RASC News Agency: On the fourth anniversary of Afghanistan’s collapse into Taliban hands, a coalition of United Nations human rights experts has issued a searing indictment of the regime, accusing it of institutionalised gender apartheid, systematic human rights violations, and flagrant contempt for international law. In an unequivocal warning, they urged the international community to resist the Taliban’s orchestrated campaign to present themselves as a legitimate government. According to the statement, the Taliban hold neither democratic mandate nor legal authority, yet have entrenched a regime of repression unprecedented in modern Afghanistan’s history. Their rule has been defined by the wholesale erasure of women from public life, the suffocation of dissent, politically motivated reprisals, the closure of independent media outlets, and a state-sanctioned campaign of ethnic, religious, and gender-based discrimination particularly targeting Hazara, Tajik, and Uzbek communities.

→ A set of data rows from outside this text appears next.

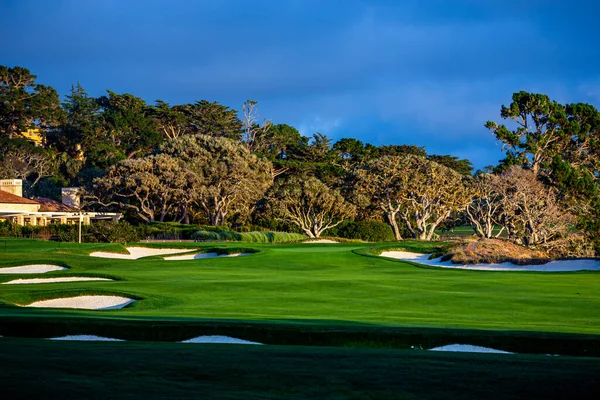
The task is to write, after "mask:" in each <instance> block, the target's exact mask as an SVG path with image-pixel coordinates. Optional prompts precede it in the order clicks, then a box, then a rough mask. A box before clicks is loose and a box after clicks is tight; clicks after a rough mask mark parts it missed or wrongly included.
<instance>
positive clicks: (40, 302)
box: [25, 296, 135, 310]
mask: <svg viewBox="0 0 600 400" xmlns="http://www.w3.org/2000/svg"><path fill="white" fill-rule="evenodd" d="M134 301H135V300H133V299H129V298H127V297H121V296H77V297H61V298H58V299H51V300H42V301H36V302H34V303H31V304H27V305H26V306H25V307H41V308H79V309H85V310H116V309H119V308H123V307H125V306H126V305H128V304H131V303H133V302H134Z"/></svg>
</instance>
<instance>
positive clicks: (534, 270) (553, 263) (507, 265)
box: [380, 251, 600, 272]
mask: <svg viewBox="0 0 600 400" xmlns="http://www.w3.org/2000/svg"><path fill="white" fill-rule="evenodd" d="M380 256H382V257H390V258H396V259H398V260H407V261H413V262H416V263H419V264H423V265H430V266H433V267H443V268H457V269H473V270H482V271H540V272H565V271H600V261H598V260H591V259H580V260H558V261H550V262H549V263H546V264H540V265H517V264H513V263H511V262H503V263H500V264H467V265H459V264H454V263H452V261H442V259H441V257H440V258H435V259H433V260H429V256H430V254H419V253H410V252H407V251H384V252H382V253H381V254H380Z"/></svg>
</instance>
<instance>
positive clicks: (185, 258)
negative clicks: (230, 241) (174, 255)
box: [165, 253, 252, 261]
mask: <svg viewBox="0 0 600 400" xmlns="http://www.w3.org/2000/svg"><path fill="white" fill-rule="evenodd" d="M249 254H252V253H232V254H217V253H196V254H183V255H181V256H171V257H165V260H169V261H174V260H200V259H202V258H217V257H241V256H247V255H249Z"/></svg>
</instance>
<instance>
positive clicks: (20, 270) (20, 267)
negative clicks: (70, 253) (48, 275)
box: [0, 264, 67, 274]
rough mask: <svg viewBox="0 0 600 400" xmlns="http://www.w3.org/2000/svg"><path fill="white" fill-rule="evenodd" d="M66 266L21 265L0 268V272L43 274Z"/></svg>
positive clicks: (44, 265) (56, 270) (22, 273)
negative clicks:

The experts stressed that the Taliban’s gender policies are not merely administrative restrictions but constitute a textbook case of crimes against humanity under international conventions. They welcomed recent moves to issue arrest warrants for Taliban leaders and called for the creation of permanent international judicial mechanisms to prosecute the architects of the regime’s brutality. The report outlined a chilling inventory of abuses:
Public executions and mass floggings conducted in town squares to instil fear. Torture and sexual abuse within detention facilities. Enforced disappearances of activists, journalists, and former government officials. Systematic suppression of religious freedom. Widespread internal displacement caused by targeted ethnic persecution. These policies, the experts warned, are dismantling the very fabric of Afghanistani society and holding the country’s future hostage.
Rejecting the notion that Taliban rule is an “unavoidable reality,” the UN experts called for the formal criminalisation of gender apartheid, the rapid expansion of funding for Afghanistani civil society, the restoration of international humanitarian aid, and renewed investment in sustainable development. They also sounded the alarm on the worsening plight of Afghanistani refugees and internally displaced persons, stressing that forced mass deportations from Iran and Pakistan are feeding a humanitarian crisis of historic scale. Abandoning these vulnerable populations, they warned, would pave the way for a disaster measured in lives lost and futures stolen.
In closing, the experts underscored that genuine, lasting change must be Afghanistan-led and rooted in national consensus, but every day of international hesitation strengthens the Taliban’s grip and deepens the humanitarian toll. “The cost of delay,” they concluded, “will be paid in the silenced voices of millions, in the dismantled dreams of an entire generation.”